Abstract

The impact of private equity on employment outcomes arouses considerable controversy. Critics claim that private equity buyouts bring huge job losses, while private equity groups claim large employment gains. To address the issue, we construct and analyze a new dataset that overcomes many of the limitations in previous research. We examine U.S. private equity transactions from 1980 to 2005, following 4,500 target firms and more than 200,000 establishments before and after acquisition by private equity groups. We compare employment outcomes at target firms and their establishments to controls that have no private equity ties and that are similar in terms of industry, size and age. Our key findings are as follows: (1) Employment declines at target establishments relative to controls in the wake of private equity buyouts. (2) Target establishments create roughly as many new jobs as control establishments post-buyout, but they destroy old jobs at a much faster pace. (3) However, target firms also create new jobs in new establishments at a much faster pace than control firms.
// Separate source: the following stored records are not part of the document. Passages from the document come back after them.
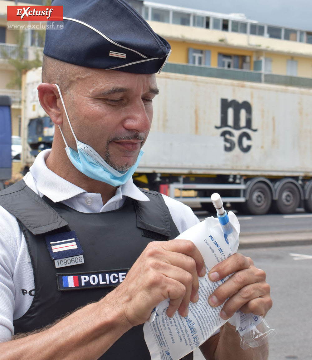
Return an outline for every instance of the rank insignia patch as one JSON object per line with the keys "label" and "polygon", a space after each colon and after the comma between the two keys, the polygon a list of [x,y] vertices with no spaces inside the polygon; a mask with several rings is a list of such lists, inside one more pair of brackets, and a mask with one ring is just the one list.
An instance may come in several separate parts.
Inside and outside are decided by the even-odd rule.
{"label": "rank insignia patch", "polygon": [[53,260],[75,256],[83,253],[74,231],[47,235],[45,237],[45,241]]}

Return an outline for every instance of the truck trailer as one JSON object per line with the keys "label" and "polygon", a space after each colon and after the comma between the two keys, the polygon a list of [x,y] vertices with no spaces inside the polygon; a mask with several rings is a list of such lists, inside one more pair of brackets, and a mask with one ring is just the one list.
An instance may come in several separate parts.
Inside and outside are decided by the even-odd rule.
{"label": "truck trailer", "polygon": [[[30,124],[47,116],[37,96],[41,73],[30,70],[23,81],[26,169],[33,150],[53,138],[51,123],[35,143],[27,135]],[[312,89],[164,72],[157,79],[136,184],[208,211],[217,192],[253,214],[312,212]]]}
Once we account for new establishments opened post-buyout, the net job loss at target firms relative to controls is about 3-4% of initial employment. (4) The sum of gross job creation and destruction rates is much higher at target firms than at controls in the wake of private equity buyouts. (5) These effects differ considerably across broad industry groups and between public-toprivate and private-to-private transactions. Taken together, our results suggest that private equity groups act as a catalyst for creative destruction in the labor market, and that their employment effects vary greatly by sector and type of target.